The new exhibit is part of Google Arts & Culture, a project that displays works from the Louvre, the Metropolitan Museum of Art, the Nelson-Atkins, the Royal Museum, and more than a thousand other fine museums from around the world.
The artworks are more accessible at Arts & Culture than in books, and the interpretation provides a rich experience for people new to art, as well as for students and devoted art lovers.
The Museo de Arte de Ponce contains one of the most important collections of Pre-Raphaelite art in the world. Additionally, the museum contains 14 galleries of fine European art from the Middle Ages to the 20th century. Visitors to Google’s online exhibit can explore 100 works of art from this world-class museum.
The Museo de Arte de Puerto Rico is a celebration of the diversity of the Island, featuring exhibits of paintings and sculptures focusing on important historic events in Puerto Rico, from the 18th century to the present. A major grant from the Andrew W. Mellon Foundation in 2018 supported this museum.
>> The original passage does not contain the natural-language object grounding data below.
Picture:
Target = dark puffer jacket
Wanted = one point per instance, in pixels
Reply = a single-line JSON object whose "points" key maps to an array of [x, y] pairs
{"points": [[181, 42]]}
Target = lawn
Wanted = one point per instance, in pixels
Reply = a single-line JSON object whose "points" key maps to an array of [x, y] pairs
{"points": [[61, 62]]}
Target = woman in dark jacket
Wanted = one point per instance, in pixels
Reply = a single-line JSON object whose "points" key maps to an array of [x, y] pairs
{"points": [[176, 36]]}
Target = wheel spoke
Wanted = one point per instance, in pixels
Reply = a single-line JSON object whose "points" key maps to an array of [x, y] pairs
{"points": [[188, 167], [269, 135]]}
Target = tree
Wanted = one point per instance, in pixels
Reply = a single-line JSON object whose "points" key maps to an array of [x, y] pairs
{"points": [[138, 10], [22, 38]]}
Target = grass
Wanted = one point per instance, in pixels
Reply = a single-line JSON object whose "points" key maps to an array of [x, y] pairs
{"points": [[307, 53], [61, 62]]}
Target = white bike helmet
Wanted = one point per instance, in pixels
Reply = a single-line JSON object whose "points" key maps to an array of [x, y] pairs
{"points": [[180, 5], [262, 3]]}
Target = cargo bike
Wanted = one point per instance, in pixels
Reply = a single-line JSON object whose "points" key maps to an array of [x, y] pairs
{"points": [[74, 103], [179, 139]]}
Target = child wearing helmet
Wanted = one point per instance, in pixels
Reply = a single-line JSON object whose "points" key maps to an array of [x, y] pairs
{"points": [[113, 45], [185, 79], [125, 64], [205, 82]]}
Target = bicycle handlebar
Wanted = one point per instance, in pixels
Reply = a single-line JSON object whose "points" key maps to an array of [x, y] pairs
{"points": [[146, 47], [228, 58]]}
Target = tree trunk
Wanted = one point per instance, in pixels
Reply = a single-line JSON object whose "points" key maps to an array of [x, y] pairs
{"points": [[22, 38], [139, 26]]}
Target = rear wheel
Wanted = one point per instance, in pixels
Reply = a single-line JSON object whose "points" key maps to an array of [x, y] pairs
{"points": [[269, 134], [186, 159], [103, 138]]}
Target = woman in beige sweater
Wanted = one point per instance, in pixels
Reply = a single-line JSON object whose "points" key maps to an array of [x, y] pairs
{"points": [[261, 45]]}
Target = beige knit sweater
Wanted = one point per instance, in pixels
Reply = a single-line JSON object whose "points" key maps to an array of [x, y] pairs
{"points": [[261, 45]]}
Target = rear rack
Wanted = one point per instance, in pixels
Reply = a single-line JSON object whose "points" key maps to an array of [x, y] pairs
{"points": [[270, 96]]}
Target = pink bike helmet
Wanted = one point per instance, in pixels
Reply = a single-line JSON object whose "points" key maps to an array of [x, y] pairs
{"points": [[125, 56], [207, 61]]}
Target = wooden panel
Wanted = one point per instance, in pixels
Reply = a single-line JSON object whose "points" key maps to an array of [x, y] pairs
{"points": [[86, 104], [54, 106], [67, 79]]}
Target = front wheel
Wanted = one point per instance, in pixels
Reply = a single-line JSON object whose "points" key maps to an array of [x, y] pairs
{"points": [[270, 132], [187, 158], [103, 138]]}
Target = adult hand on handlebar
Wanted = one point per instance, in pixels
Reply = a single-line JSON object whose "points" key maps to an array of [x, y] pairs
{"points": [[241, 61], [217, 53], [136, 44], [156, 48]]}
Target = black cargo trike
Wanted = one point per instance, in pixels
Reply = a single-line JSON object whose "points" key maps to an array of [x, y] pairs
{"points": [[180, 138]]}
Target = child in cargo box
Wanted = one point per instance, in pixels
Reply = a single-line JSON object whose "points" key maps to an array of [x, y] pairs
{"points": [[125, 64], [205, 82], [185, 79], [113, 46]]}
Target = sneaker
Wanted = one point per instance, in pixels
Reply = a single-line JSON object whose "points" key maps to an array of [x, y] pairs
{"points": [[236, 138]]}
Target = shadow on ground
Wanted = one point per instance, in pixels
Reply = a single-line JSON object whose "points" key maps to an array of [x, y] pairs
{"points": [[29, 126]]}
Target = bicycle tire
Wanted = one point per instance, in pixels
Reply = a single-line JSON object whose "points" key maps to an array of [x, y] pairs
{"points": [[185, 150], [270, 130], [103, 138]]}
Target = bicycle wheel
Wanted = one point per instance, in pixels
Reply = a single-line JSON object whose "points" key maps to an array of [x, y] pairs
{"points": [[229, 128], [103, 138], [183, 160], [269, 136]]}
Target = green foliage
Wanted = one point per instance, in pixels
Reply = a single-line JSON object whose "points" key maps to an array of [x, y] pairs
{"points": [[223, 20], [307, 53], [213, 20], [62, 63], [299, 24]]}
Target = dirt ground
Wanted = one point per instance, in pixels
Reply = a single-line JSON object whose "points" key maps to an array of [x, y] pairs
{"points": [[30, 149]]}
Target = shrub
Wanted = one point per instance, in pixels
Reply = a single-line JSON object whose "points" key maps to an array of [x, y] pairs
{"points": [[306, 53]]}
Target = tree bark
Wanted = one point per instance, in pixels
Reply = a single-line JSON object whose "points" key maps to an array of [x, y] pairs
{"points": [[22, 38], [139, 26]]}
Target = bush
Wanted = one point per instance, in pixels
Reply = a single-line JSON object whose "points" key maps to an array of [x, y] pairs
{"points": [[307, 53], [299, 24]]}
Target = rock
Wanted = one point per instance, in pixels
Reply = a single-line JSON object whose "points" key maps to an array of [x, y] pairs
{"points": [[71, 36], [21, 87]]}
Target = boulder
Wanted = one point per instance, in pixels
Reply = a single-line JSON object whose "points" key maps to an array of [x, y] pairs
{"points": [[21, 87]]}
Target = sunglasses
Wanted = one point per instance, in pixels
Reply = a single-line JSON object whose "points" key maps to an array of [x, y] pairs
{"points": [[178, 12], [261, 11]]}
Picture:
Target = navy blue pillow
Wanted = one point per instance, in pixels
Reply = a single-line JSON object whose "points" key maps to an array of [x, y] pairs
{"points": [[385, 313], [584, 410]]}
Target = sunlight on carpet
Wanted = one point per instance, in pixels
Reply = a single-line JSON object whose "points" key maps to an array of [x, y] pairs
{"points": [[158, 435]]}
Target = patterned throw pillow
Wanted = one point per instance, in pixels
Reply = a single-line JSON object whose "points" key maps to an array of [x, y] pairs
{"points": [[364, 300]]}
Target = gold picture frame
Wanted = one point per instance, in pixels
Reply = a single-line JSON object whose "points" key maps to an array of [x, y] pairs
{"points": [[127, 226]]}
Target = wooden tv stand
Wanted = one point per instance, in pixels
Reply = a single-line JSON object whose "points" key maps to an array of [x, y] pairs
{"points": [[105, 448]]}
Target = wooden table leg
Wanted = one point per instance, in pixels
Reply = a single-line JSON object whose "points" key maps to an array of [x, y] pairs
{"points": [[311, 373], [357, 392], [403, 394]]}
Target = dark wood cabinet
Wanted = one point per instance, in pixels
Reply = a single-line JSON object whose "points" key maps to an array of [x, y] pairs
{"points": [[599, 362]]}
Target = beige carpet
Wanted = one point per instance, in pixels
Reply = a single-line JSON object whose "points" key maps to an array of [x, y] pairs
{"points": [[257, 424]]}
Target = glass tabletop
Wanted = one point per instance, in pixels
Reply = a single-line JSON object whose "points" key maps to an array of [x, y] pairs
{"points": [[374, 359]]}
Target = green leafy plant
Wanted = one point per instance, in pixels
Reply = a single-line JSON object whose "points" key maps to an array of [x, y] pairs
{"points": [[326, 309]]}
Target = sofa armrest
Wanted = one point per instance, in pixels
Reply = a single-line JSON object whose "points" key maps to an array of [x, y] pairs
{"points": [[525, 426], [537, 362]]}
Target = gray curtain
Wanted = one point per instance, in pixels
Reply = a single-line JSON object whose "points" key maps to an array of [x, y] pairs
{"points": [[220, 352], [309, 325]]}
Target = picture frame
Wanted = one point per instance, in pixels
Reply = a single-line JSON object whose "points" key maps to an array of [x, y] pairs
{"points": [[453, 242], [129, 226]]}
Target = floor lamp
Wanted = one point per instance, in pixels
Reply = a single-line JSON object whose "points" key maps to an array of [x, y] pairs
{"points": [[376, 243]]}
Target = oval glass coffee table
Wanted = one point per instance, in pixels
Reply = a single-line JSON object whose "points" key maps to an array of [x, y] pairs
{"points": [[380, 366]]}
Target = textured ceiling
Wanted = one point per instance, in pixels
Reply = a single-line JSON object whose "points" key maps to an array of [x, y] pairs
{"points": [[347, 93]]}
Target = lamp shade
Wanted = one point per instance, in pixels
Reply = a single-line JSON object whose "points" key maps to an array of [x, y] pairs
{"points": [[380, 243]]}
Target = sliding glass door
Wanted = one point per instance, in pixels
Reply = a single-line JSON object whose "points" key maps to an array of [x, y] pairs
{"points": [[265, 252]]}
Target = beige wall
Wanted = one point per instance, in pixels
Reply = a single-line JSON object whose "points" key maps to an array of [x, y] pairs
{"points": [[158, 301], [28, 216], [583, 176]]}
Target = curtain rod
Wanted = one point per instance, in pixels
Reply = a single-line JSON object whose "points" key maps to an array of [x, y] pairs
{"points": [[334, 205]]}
The Institute of Puerto Rican Culture (Instituto de Cultura Puertorriqueña) displays works from the Renaissance on with the intention of capturing and preserving images of Puerto Rican identity. The painting shown in the screen shot below ‘El Grito de Lares,”by Augusto Marin, depicts the 1886 revolt in the town of Lares. The people of the town declared themselves the Republic of Puerto Rico and put together a government that lasted for a single day. The Google online exhibit allows viewers to see the painting in extreme close-up, with historical notes.
The Museo de Arte Contemporáneo de Puerto Rico is a museum of contemporary art located in San Juan. Built in 1984, the MAC features the work of contemporary artists in Puerto Rico, Puerto Rican artists in the States, and works from Latin American and Caribbean nations. The Google exhibit explores a variety of pieces from the collection.
“It’s a flare out to the world that there’s incredible art here,” Miranda said of the virtual exhibits. “There’s no reason why Puerto Rican art should not be seen on the same stage as the Louvre, the Met and all the incredible other places where Google has come with its cameras to digitize the artwork.”
Google uses a special camera — the “art camera” — to digitize international art treasures for Arts & Culture. The camera can faithfully reproduce brush strokes and details which may be missed by the human eye. The art camera had never before been brought to Puerto Rico. A single photograph can take hours to complete, since the camera scrutinizes the paintings inch by inch to capture all the details before creating an image to be uploaded.
The current online exhibits are Phase 1 of the overall project, which intends to bring many more works of art from these museums to the web in coming months. Miranda hopes this taste of Puerto Rican culture will encourage tourism and support the Island’s economy.